While this unfortunate trend was happening, much debate and discussion focused on OxyContin OP, questioning its effectiveness compared to the more abuse-prone version. Also, widely published information on the internet from illegitimate users have described OxyContin OP’s unfavorable characteristics and identified the obstacles that exist in trying to extract the active ingredient to get the same “high” experienced with the original formulation.

Clearly, something was driving this unexpected shift in prescribing away from the abuse-deterrent OxyContin OP. And while there may be a number of valid reasons, the trend from OxyContin OP to other, non-abuse deterrent opioid products points to a potential motivation driven by those who abuse opioids in workers’ compensation.
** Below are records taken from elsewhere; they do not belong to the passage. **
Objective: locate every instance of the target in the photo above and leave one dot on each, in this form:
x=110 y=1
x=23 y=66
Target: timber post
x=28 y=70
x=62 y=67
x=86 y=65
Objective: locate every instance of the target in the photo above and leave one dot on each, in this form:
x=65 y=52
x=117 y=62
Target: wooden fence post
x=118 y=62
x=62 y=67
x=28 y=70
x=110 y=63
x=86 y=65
For example, could the possibility exist that complaints by abusers to their medical prescriber influenced the prescription to move from OxyContin OP to another non-deterrent alternative?

Currently, with the impending release of the crush-resistant Opana ER, approved in December 2011 and expected to be available this spring, there is another potential opportunity for monitoring similar shifts in prescribing. Will there be an early spike and then decline in Opana ER prescriptions, similar to what happened with OxyContin OP? It remains to be seen, but should be monitored. With the development of abuse-deterrent formulations there was hope that a decrease in opioid abuse among workers’ comp claimants would follow. But so far, according to Healthesystems’ analysis, there seems to be a shift — even if unintended — toward more easily abused formulations.
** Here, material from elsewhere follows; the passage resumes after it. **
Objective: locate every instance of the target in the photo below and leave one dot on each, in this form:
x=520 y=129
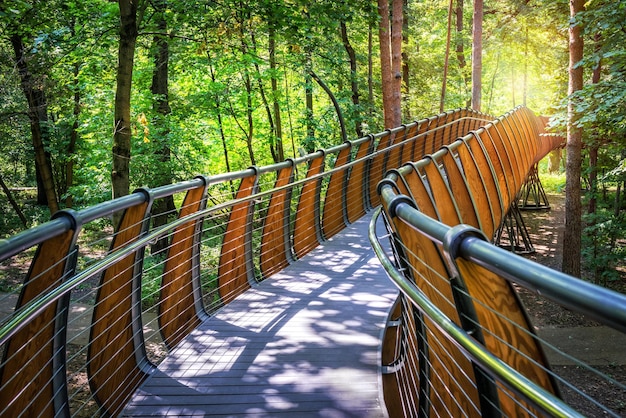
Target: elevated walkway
x=305 y=342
One strategy for payers to employ is ensuring that injured workers using opioids participate in a pain management agreement with their prescriber and be subject to random urine drug screens. Also, PBMs and payers should initiate programs that encourage following up with prescribers in regards to an opioid exit plans is also recommended.

Whether abuse-deterrent opioid products end up having their intended effect is still unknown. For its part, Healthesystems will continue to proactively monitor and analyze prescription data to provide workers’ compensation payers with the insight necessary to stay ahead of the prescription drug curve, especially in this case where so much is at stake – for both payers and patients.